Melalui pertunjukan Sampak Tegalan, komunitas ini berupaya meneguhkan kembali identitas masyarakat Tegal. Identitas yang kaya akan nilai-nilai tradisi dan kebersahajaan.
Pertunjukan Sampak Tegalan merupakan perpaduan antara drama, musik dan humor khas Tegal. Di dalamnya, penonton tidak hanya menjadi penikmat, tetapi juga bisa ikut berinteraksi langsung dengan pemain.
“Sampak itu artinya interaksi. Jadi antara penonton dan penyaji tidak ada sekat, semua bisa membaur,” ujar Ketua Kampung Seni Tegal, Seful Mu’min. Saat di temui usai membacakan Kolom Tegalan di upacara HUT RSUD Kardinah, Minggu 2 November 2025.
Bahasa yang digunakan pun sepenuhnya bahasa Tegal. Bahkan banyak memunculkan kosakata lama yang kini mulai jarang terdengar, seperti bakuten (sebetulnya), kondong (kamar) dan seminggah (menyingkir).
Melalui cara ini, Kampung Seni ingin mengenalkan kembali kekayaan bahasa daerah kepada generasi muda. Yang mulai asing dengan istilah khas Tegalan.
Musik pengiring Sampak Tegalan terdiri atas saron, kendang blampak, gitar dan senggakan. Menghasilkan irama pesisir yang enerjik namun tetap akrab di telinga masyarakat Tegal.

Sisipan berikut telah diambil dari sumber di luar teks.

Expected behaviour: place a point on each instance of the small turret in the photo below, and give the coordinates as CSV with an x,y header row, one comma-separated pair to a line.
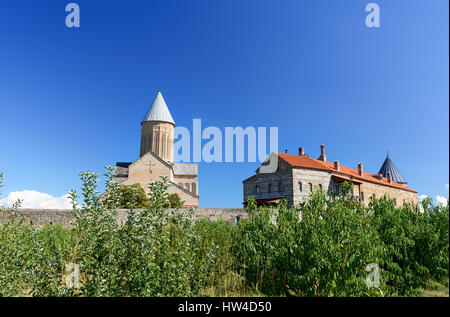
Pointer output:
x,y
157,130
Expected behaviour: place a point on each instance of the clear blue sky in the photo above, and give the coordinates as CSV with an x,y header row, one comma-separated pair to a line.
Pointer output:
x,y
72,99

Lagu-lagu pengiringnya juga menggunakan lirik Tegalan, hasil aransemen dari Komunitas Musik Sastra Warung Tegal (KMSWT) yang dulu didirikan almarhum Nur Ngudiono pada 1996.
Menurut Seful, secara kultur Tegal memang tidak memiliki tradisi kesenian yang di wariskan langsung dari pusat kerajaan seperti daerah Jawa lainnya.